Guides

Treemap visualizations

⚠️

Check This First!

This article refers to BaseModel accessed via Docker container. Please refer to Snowflake Native App section if you are using BaseModel as SF GUI application.

Treemap allows for some interactivity when exploring the results and is quite simple to understand. This article explains and shows how to generate default plots and plots with hierarchy predefined by a user.

📘

Note

Generation of Treemap requires prior creation of interpretability results with interpret function described in Interpreting your model's predictions.

Default Treemap

The code snippet below demonstrates how to generate basic Treemap visualizations.

from pathlib import Path
from monad.ui.interpretability import TreemapGenerator

tg_from_files = TreemapGenerator(
  interpretability_files_path="<path/where/interpret/results/were/saved>"  # the same as output_path passed to interpret function
)
tg_from_files.plot_treemap(
  output_file_path="<path/to/html/treemap/file/to/save.html>"),  # .html file
)

📘

Note

The Treemap HTML file saved with plot_treemap function is interactive. Below, for ease of understanding, we explain the Treemap in static screenshots.

The Initial general view will look more or less like this:

It shows different features and their relative feature importance - magnitude and direction. It is possible to click any of the blocks to drill into more details, for example, if I click the price block I get the following view:

There are 2 important parts to the interpretation here:

  • attribution color - describes the direction of the attribution. Green means positive influence on final prediction, red means negative influence. For example, if we drill down into sales_channel_id:

We can see that transactions via sales_channel_id = 1 is attributed with increased probability of churning in the future, while sales_channel_id = 2 - decreases probability of churn

  • attribution value- this is a percentage influence - how many percentage points does a given feature increase/decrease probability of churn.

Parameters for Treemap generation

Class TreemapGenerator is used to produce Treemaps.

TreemapGenerator parameters
  • interpretability_files_path: Path
    No default
    Path to interpretability attributions generated with interpret function.
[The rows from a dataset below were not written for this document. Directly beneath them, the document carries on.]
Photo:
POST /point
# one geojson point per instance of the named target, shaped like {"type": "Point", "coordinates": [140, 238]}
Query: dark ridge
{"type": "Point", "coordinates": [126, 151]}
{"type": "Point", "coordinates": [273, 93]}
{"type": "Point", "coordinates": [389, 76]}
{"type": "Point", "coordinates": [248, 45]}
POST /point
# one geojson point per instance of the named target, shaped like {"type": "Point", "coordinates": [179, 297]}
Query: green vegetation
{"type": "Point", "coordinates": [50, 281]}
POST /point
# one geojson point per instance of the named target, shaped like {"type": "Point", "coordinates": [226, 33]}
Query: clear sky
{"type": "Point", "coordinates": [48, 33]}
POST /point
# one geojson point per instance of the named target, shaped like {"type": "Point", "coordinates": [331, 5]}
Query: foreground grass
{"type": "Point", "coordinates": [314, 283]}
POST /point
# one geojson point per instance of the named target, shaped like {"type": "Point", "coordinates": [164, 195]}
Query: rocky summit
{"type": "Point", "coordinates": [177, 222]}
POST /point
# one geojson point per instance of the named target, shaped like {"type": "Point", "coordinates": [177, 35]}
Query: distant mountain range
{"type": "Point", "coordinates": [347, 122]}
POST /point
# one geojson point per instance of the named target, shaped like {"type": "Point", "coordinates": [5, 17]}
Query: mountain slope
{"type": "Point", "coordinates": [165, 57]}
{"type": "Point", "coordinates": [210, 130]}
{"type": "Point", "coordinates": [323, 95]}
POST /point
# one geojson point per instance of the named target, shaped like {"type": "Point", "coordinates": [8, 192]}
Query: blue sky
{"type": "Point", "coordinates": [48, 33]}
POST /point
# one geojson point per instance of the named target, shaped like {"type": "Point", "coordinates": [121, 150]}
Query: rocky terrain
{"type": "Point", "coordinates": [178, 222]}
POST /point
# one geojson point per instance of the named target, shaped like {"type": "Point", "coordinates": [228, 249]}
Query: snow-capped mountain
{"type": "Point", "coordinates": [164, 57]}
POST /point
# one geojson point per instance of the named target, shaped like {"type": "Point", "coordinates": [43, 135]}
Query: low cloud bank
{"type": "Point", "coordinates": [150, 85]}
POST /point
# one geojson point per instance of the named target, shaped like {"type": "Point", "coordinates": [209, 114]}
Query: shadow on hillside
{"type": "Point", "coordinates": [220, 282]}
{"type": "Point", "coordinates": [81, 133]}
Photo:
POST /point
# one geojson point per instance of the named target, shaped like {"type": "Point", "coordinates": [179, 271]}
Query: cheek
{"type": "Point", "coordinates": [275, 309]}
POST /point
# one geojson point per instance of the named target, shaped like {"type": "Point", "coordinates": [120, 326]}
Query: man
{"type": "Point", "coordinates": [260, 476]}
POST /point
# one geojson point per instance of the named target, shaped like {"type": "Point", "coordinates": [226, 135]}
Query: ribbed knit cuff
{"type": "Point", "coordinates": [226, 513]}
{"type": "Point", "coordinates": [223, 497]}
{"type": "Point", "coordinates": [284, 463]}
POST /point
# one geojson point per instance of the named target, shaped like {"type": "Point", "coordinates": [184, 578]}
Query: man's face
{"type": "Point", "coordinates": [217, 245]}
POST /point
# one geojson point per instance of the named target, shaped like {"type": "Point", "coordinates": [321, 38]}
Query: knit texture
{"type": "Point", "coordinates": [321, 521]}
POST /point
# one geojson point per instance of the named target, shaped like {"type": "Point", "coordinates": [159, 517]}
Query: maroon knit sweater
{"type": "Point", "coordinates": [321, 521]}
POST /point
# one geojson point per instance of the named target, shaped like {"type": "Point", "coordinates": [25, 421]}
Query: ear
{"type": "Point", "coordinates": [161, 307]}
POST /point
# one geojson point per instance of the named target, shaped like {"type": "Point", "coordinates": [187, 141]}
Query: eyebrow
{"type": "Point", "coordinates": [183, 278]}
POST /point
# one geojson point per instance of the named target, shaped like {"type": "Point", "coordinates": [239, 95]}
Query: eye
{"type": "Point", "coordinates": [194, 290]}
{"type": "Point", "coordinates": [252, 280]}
If provided, treemap based only on training data will be generated. Treemap levels will be as follows: data sources, features, feature values.
  • hierarchy: TreemapHierarchy
    No default
    Custom definition of a Treemap hierarchy. If provided, Treemap based on defined hierarchy will be generated.

Exactly one of interpretability_files_path and hierarchy parameters should be provided.

To generate Treemap as an HTML file call plot_treemap method on an object of class TreemapGenerator.


TreemapGenerator.plot_treemap parameters
  • output_file_path: Path
    No default
    Path to an output HTML file where Treemap should be saved.
  • n_largest_per_feature: int, optional
    Default: 1500
    Maximum number of the largest attribution values per feature to include on the plot. Rest of the feature values will be summed up and displayed as one element named rest_of_feature_values. If None all attribute values will be shown.
  • n_largest: int, optional
    Default: None
    Maximum number of largest attribution values to include on the plot. Rest of the feature values won't be on the plot. If None all attribute values will be shown.
  • exclude_positive_attributions: bool
    Default: False
    If positive attributions should be excluded from the plot.
  • exclude_negative_attributions: bool
    Default: False
    If negative attributions should be excluded from the plot.
  • max_depth: int
    Default: 3
    Defines the number of levels rendered at one time on a Treemap. If set to -1 will render all the hierarchy levels. Defaults to 3.

Data with many feature values can cause the output chart to load slowly. To improve performance, you can use the
n_largest and n_largest_per_feature parameters to limit the number of data shown on the chart or decrease max_depth value.


Treemap with hierarchy

The basic order of levels on the Treemap may not be sufficient for in-depth analysis, therefore we have provided the option to define custom levels on the treemap.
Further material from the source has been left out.